This morning I’ve woken up, feeling fairly low. It’s been there for a week or so now, gradually growing, turning from a general lethargy into a downright depressive mood. Who knows what factors & triggers have been involved. I came name two though, guilt & failure.
Once again quitting smoking hasn’t been as easy as I had thought. I’m still longing for one & at least 3 days this week I’ve had one. What I sometimes find hard is, I know I’m failing, but it’s the guilt & pressure of letting family & friends down that makes it worse. When your just a “smoker” people might moan a little or even judge, but little is said. As soon as you quit or “try to quit” everyone & their favourite domesticated pet is disappointed in you & of course for you. Now I do understand this is through care, love & ranting me to succeed. But so do I. I want to be healthy, not dependant on a substance & believe me I beat myself up every time I light one. I hate the days when I still need to take a diazepam through anxiety, even though just a few weeks ago I was taking 7 a day! But if I have to take 5 or 6 in a week now I count that as failure, letting myself, my kids & everyone else who cares about me down. The same as instead of having 15 cigarettes a day, I might have that in a week, but still I’ve not stopped so I’m basically failing.

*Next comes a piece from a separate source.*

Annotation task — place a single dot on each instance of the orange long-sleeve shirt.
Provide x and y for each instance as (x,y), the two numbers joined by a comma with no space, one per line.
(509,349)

You see for me, until I have the skills I’m still All or Nothing. Currently “trying” to do the below:
- Be a better mum
- Quit smoking
- Start a fitness regime
- Eat better, diet
- Reduce my medication
- Keep working a part-time job
- Work on tools as part of my recovery until 2020 when I can have treatment
I’m fully aware all of these are priorities, everyone tells me so. They all all tell me that I shouldn’t do them all at once… and as someone who (taken from the Mind website on Borderline Personality Didorder) has or is
• You feel very worried about people abandoning you, and would do anything to stop that happening.
• You have very intense emotions that last from a few hours to a few days and can change quickly (for example, from feeling very happy and confident to suddenly feeling low and sad).
• You don’t have a strong sense of who you are, and it can change significantly depending on who you’re with.
• You find it very hard to make and keep stable relationships.
• You feel empty a lot of the time.
• You have very intense feelings of anger, which are really difficult to control.
It’s hard to pick a priority to start with. So you try them all, then slowly realise you’re doing a bit of each, not very well, so you stop trying, becoming the victim I don’t want to be, of my own thoughts. I do have some control, but the above factors do not help. My brain doesn’t work like yours. Yes I should be able to have self control, stop my anxiety, not be fearful of everyone around me leaving or dying, not make rash impulsive decisions, but I do. Sometimes I can help it, sometimes I want to, but I don’t have the tools yet to put it in place. It doesn’t mean I’m not trying. I really am. Every day, so hard. And I won’t stop trying, I can promise you that, but please don’t be angry with me when I don’t achieve the “stop” or “start” I’d intended & wanted.
I will do it, I’ll do it all, just with time!